File | Shape | Type | Description |
---|---|---|---|
x_128_train.npy |
(1000, 128, 128) |
uint8 |
Training set, 128x128-pixel version |
x_128_valid.npy |
(240, 128, 128) |
uint8 |
Validation set, 128x128-pixel version |
x_128_test.npy |
(300, 128, 128) |
uint8 |
Test set, 128x128-pixel version |
x_64_train.npy |
(1000, 64, 64) |
uint8 |
Training set, 64x64-pixel version |
x_64_valid.npy |
(240, 64, 64) |
uint8 |
Validation set, 64x64-pixel version |
x_64_test.npy |
(300, 64, 64) |
uint8 |
Test set, 64x64-pixel version |
y_acrosome_train.npy |
(1000,) |
uint8 |
Training set labels for acrosome |
y_acrosome_valid.npy |
(240,) |
uint8 |
Validation set labels for acrosome |
y_acrosome_test.npy |
(300,) |
uint8 |
Test set labels for acrosome |
y_head_train.npy |
(1000,) |
uint8 |
Training set labels for head |
y_head_valid.npy |
(240,) |
uint8 |
Validation set labels for head |
y_head_test.npy |
(300,) |
uint8 |
Test set labels for head |
y_vacuole_train.npy |
(1000,) |
uint8 |
Training set labels for vacuole |
y_vacuole_valid.npy |
(240,) |
uint8 |
Validation set labels for vacuole |
y_vacuole_test.npy |
(300,) |
uint8 |
Test set labels for vacuole |
y_tail_train.npy |
(1000,) |
uint8 |
Training set labels for tail |
y_tail_valid.npy |
(240,) |
uint8 |
Validation set labels for tail |
y_tail_test.npy |
(300,) |
uint8 |
Test set labels for tail |
The following table shows the number of positive and negative examples in the dataset.

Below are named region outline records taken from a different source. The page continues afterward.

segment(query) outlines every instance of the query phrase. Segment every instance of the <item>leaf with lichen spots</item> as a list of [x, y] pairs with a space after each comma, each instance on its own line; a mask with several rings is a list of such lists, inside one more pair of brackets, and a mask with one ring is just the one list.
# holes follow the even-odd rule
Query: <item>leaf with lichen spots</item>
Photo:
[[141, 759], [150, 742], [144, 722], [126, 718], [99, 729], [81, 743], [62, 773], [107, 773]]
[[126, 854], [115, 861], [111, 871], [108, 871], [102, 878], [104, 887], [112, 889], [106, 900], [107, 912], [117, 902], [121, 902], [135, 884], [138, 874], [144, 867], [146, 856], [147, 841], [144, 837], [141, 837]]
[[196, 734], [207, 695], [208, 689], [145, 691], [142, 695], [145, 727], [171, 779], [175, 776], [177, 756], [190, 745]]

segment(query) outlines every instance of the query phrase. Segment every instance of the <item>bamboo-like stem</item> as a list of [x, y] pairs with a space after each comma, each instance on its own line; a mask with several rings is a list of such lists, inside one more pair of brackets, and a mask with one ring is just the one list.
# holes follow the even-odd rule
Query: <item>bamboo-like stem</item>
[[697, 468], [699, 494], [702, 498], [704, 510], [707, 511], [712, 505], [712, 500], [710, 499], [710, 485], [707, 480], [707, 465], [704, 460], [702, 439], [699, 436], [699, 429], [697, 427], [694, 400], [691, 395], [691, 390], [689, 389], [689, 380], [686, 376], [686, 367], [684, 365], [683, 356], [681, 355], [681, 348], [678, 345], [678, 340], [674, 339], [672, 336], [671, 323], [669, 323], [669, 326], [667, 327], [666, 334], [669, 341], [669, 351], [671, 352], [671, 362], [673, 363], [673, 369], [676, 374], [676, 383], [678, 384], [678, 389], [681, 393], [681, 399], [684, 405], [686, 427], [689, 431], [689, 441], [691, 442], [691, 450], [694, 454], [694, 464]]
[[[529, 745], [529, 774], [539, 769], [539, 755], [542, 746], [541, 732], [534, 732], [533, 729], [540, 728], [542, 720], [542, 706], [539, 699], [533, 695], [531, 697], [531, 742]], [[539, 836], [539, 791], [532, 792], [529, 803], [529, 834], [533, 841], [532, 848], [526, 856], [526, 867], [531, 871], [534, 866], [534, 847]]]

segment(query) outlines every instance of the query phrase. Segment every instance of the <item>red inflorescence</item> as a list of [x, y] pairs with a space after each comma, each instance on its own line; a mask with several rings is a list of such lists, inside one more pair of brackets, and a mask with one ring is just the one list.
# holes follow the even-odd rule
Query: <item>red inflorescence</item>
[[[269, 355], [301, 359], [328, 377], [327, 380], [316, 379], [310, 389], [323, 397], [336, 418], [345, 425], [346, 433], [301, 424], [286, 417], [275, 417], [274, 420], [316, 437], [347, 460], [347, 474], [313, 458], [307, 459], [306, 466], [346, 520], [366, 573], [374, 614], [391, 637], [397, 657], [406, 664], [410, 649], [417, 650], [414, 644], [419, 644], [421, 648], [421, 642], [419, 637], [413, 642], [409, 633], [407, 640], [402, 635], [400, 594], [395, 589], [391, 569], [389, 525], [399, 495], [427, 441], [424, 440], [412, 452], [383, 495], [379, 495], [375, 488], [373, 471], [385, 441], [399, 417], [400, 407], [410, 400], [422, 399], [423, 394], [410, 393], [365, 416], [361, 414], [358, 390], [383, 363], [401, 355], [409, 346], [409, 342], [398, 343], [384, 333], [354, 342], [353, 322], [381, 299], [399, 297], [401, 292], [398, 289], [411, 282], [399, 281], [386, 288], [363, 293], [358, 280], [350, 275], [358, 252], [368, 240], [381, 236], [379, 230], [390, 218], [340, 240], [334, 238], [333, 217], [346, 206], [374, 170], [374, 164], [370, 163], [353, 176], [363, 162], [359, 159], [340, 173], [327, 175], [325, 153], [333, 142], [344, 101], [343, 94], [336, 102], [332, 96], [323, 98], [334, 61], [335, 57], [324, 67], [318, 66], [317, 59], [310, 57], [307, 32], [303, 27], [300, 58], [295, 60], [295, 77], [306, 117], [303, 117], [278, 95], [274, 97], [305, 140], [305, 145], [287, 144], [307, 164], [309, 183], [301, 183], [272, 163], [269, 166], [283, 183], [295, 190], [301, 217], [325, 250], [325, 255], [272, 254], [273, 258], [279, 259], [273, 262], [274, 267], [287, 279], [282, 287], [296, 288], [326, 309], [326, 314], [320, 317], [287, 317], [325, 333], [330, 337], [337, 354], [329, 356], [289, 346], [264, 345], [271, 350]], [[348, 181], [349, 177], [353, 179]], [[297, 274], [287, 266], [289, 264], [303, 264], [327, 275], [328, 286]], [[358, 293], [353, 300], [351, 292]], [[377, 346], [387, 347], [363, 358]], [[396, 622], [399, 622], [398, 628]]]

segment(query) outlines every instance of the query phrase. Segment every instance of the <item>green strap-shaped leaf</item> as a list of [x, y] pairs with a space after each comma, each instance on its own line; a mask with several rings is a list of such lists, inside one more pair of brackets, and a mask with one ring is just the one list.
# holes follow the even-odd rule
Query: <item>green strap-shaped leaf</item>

Set | Label | # Positive | # Negative | % Positive |
---|---|---|---|---|
Whole dataset | Acrosome | 1,086 | 454 | 70.52 |
Head | 1,122 | 418 | 72.86 | |
Vacuole | 1,301 | 239 | 84.48 | |
Tail | 1,471 | 69 | 95.52 | |
Training set | Acrosome | 699 | 301 | 69.90 |
Head | 727 | 273 | 72.70 | |
Vacuole | 830 | 170 | 83.00 | |
Tail | 954 | 46 | 95.40 | |
Validation set | Acrosome | 174 | 66 | 72.50 |
Head | 176 | 64 | 73.33 | |
Vacuole | 209 | 31 | 87.08 | |
Tail | 233 | 7 | 97.08 | |
Test set | Acrosome | 213 | 87 | 71.00 |
Head | 219 | 81 | 73.00 | |
Vacuole | 262 | 38 | 87.33 | |
Tail | 284 | 16 | 94.67 |
If you would like to add a new result, you can open a pull request.

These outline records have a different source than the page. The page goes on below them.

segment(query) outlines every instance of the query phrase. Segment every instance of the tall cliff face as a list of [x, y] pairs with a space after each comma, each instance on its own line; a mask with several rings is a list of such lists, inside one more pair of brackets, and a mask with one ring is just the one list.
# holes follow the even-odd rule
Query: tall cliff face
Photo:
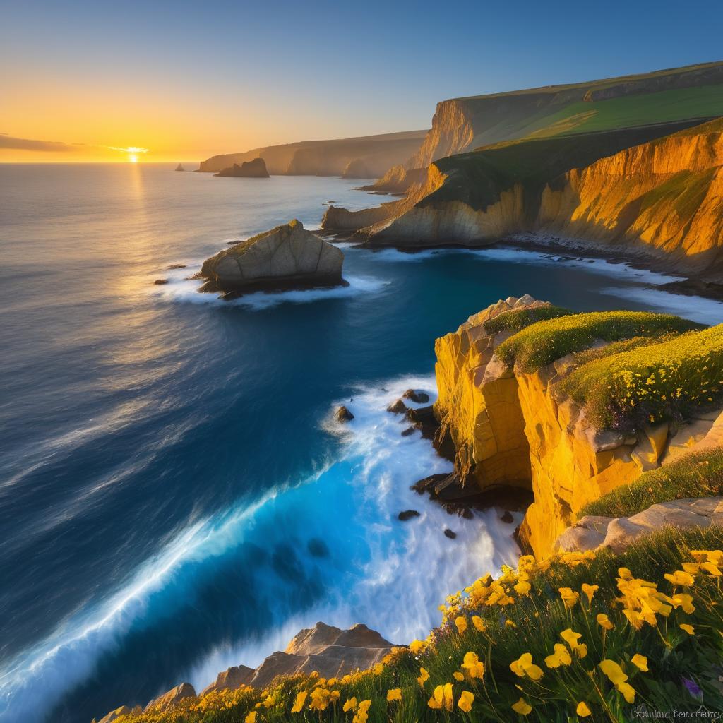
[[532, 373], [506, 368], [495, 352], [511, 333], [488, 331], [487, 325], [500, 315], [546, 307], [526, 296], [500, 301], [435, 346], [435, 411], [456, 450], [457, 474], [483, 490], [531, 489], [520, 536], [541, 558], [589, 502], [679, 458], [706, 435], [719, 444], [712, 433], [723, 429], [715, 411], [630, 433], [598, 429], [560, 383], [576, 368], [572, 356]]
[[341, 176], [351, 166], [352, 174], [377, 178], [390, 166], [408, 158], [426, 134], [424, 130], [408, 131], [268, 146], [243, 153], [214, 155], [202, 161], [199, 170], [217, 172], [234, 163], [260, 158], [273, 176]]
[[[439, 158], [525, 137], [552, 137], [680, 119], [690, 115], [685, 105], [693, 100], [703, 108], [696, 111], [699, 116], [722, 114], [722, 83], [723, 63], [706, 63], [442, 100], [437, 105], [432, 129], [424, 143], [405, 166], [424, 168]], [[717, 99], [708, 90], [715, 85], [719, 86]], [[621, 102], [635, 112], [621, 114]]]
[[672, 257], [719, 281], [723, 119], [690, 122], [502, 144], [445, 158], [367, 237], [377, 245], [474, 246], [544, 231]]
[[535, 226], [645, 244], [695, 270], [723, 262], [723, 121], [628, 148], [548, 185]]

Method | Label | Accuracy | Precision | Recall | F0.5 score | G-mean | AUC | MCC |
---|---|---|---|---|---|---|---|---|
A novel deep learning method for automatic assessment of human sperm images (Apr 2019) | Acrosome | 76.67 | 85.93 | 80.28 | 84.74 | 83.06 | 83.89 | +0.4618 |
Head | 77.00 | 83.48 | 85.39 | 83.86 | 84.43 | 77.80 | +0.4053 | |
Vacuole | 91.33 | 94.36 | 95.80 | 94.65 | 95.08 | 88.08 | +0.5910 | |
Effect of Deep Transfer and Multi-task Learning on Sperm Abnormality Detection (Nov 2020) | Acrosome (DTL) | 79.00 | 80.24 | 93.42 | 82.57 | 86.58 | 79.65 | +0.4447 |
Acrosome (DMTL) | 80.66 | 82.42 | 92.48 | 84.26 | 87.31 | 78.19 | +0.4984 | |
Head (DTL) | 84.00 | 87.01 | 91.78 | 87.92 | 89.36 | 81.56 | +0.5775 | |
Head (DMTL) | 82.00 | 82.60 | 95.43 | 84.89 | 88.78 | 78.40 | +0.5021 | |
Vacuole (DTL) | 94.00 | 95.18 | 98.09 | 95.75 | 96.62 | 94.73 | +0.7082 | |
Vacuole (DMTL) | 92.33 | 94.75 | 96.56 | 95.11 | 95.65 | 93.64 | +0.6348 |
If you use this dataset in your research, please kindly cite our work as:
@article{javadi2019novel,
title={A novel deep learning method for automatic assessment of human sperm images},
author={Javadi, Soroush and Mirroshandel, Seyed Abolghasem},
journal={Computers in Biology and Medicine},
volume={109},
pages={182--194},
year={2019},
doi={10.1016/j.compbiomed.2019.04.030}
}
This dataset is made available under the CC BY-NC-SA 4.0 license.
MHSMA is based on the Human Sperm Morphology Analysis Dataset (HSMA-DS) (Ghasemian et al., 2015).